1. It looks like we have several different distributions. Why are the distributions what they are?
• Why does the NCD distribution of paired random sequences (Random-Random) have a smaller mean than those of training or generated sequence paired with random sequences (Training-Random, Generated-Random)? Is it that on average two Random sequences are more “similar” than a Random sequence and a Training or Generated one?
• Why is the mean of Random-Random larger than the distributions for training and generated tunes (Training-Training, Generated-Generated, Training-Generated)? This is likely caused by the structure present in the Training and Generated transcriptions.
• Why is Generated-Generated different from Training-Training and Training-Generated? Is there less “diversity” in the Generated corpus?
2. What does this have to with similarity or typicality as they relate to music? Is there any construct validity to this experiment?
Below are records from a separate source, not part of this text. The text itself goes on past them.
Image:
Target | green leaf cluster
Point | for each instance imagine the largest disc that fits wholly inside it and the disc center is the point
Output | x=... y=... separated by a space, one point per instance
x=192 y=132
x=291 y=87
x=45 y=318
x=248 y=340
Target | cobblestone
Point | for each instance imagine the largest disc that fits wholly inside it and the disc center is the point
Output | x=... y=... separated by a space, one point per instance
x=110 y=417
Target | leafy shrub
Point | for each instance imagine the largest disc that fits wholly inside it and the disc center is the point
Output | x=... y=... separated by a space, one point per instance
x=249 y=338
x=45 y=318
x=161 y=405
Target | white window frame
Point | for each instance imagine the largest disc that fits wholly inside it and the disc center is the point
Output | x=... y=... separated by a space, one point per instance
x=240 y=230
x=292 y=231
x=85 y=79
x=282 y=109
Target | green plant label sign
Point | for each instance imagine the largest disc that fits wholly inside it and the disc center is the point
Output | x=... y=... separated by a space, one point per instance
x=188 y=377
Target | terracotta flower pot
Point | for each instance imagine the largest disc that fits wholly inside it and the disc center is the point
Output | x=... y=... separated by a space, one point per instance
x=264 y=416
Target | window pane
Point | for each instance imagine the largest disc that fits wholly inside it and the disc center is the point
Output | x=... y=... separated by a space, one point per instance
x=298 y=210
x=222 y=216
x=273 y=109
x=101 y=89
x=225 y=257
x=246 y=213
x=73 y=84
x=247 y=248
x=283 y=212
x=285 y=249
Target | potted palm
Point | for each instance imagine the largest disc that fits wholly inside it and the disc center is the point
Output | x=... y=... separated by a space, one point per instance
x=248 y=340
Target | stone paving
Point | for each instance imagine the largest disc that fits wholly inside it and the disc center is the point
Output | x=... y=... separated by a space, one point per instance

Is NCD really any measure of similarity? And what is similarity?
• If we keep NCD, how might we change our music representation such that the experiment has construct validity in our limited case (Training vs. Generated)?
• If we keep our ABC-like music representation, is there estimate of the Kolmogorov complexity such that the experiment has construct validity in our limited case (Training vs. Generated)? (I don’t think so.)
• For what kinds of music/style and representation does the experiment have construct validity using NCD?